Hello,
I am struggling with an extended stored procedure DLL coded in C. The
SQL Server database contains French accented characters. The DLL drops
them as it passes on the data to managed code.
I'm trying to wrap my mind around the wchar_t data type.
I tried doing a simple EXE which compiles and runs on Visual Studion
..NET 2003:
#include <string.h>
void main()
{
char xml[100] = "hello";
strcat(xml," world");
printf("%s",xml);
}
I wanted to do the same with wide characters. The following compiles
but chokes on the second line when run:
#include <string.h>
#include <wchar.h>
void main()
{
wchar_t * xml = "hello";
wcscat(xml," là mondé");
// The 2 accented characters above might show up wrong when posted,
on a web page
// the special HTML characters are à and é
sprintf("%s",xml);
}
What would be the working code? Scoured the refs (K&R, C Unleashed)
they were unhelpful.
URLs would be welcome.
Thanks in advance!
Bert 9 2521
Bert Szoghy wrote: Hello,
I am struggling with an extended stored procedure DLL coded in C. The SQL Server database contains French accented characters. The DLL drops them as it passes on the data to managed code.
DLL, SQL, etc. are not C and are off-topic. They have nothing to do
with your problem, either, so we'll ignore them. I'm trying to wrap my mind around the wchar_t data type.
I tried doing a simple EXE which compiles and runs on Visual Studion .NET 2003:
Then turn your diagnostics on ... #include <string.h>
void main()
^^^^
This marks the coder as incompetent.
{ char xml[100] = "hello"; strcat(xml," world"); printf("%s",xml); }
I wanted to do the same with wide characters. The following compiles but chokes on the second line when run:
#include <string.h> #include <wchar.h>
void main() { wchar_t * xml = "hello"; wcscat(xml," là mondé"); // The 2 accented characters above might show up wrong when posted, on a web page // the special HTML characters are à and é sprintf("%s",xml); }
What would be the working code? Scoured the refs (K&R, C Unleashed) they were unhelpful.
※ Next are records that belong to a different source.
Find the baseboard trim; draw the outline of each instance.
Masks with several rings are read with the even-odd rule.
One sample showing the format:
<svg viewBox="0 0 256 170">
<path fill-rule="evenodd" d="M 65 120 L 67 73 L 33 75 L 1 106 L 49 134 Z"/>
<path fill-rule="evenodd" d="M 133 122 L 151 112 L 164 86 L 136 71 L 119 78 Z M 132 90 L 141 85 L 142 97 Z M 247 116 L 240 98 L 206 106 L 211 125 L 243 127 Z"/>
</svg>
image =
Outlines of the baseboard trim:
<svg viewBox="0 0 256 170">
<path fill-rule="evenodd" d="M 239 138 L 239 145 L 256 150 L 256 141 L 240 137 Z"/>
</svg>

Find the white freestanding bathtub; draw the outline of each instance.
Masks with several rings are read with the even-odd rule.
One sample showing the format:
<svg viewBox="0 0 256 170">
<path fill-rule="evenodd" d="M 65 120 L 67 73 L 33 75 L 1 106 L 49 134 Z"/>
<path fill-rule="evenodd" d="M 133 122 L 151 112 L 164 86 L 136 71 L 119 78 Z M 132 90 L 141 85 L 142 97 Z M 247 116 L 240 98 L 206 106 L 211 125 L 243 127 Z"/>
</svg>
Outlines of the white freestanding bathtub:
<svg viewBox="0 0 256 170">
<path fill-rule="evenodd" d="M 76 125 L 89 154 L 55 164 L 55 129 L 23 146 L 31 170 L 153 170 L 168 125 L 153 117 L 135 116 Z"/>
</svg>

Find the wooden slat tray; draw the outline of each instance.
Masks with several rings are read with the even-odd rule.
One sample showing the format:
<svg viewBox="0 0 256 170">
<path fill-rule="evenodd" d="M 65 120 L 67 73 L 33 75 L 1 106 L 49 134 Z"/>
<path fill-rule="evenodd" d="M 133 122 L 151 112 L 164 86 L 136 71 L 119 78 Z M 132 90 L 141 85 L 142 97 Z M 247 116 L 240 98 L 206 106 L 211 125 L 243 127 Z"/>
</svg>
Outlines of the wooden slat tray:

Try the following. Notice the differences in the form of the constant
strings and in the output format. What actually is produced is
implementation- and locale-specific.
#include <stdio.h>
#include <string.h>
#include <wchar.h>
void first_proc(void)
{
char xml[100] = "hello";
strcat(xml, " world");
printf("%s\n", xml);
}
void second_proc(void)
{
wchar_t *xml = L"hello";
wcscat(xml, L" là mondé");
printf("%ls\n", xml);
}
int main()
{
first_proc();
second_proc();
return 0;
}
On Wed, 27 Apr 2005 01:16:53 GMT, Martin Ambuhl
<ma*****@earthlink.net> wrote: Try the following. Notice the differences in the form of the constant strings and in the output format. What actually is produced is implementation- and locale-specific.
As in core dumps and other nasal demons...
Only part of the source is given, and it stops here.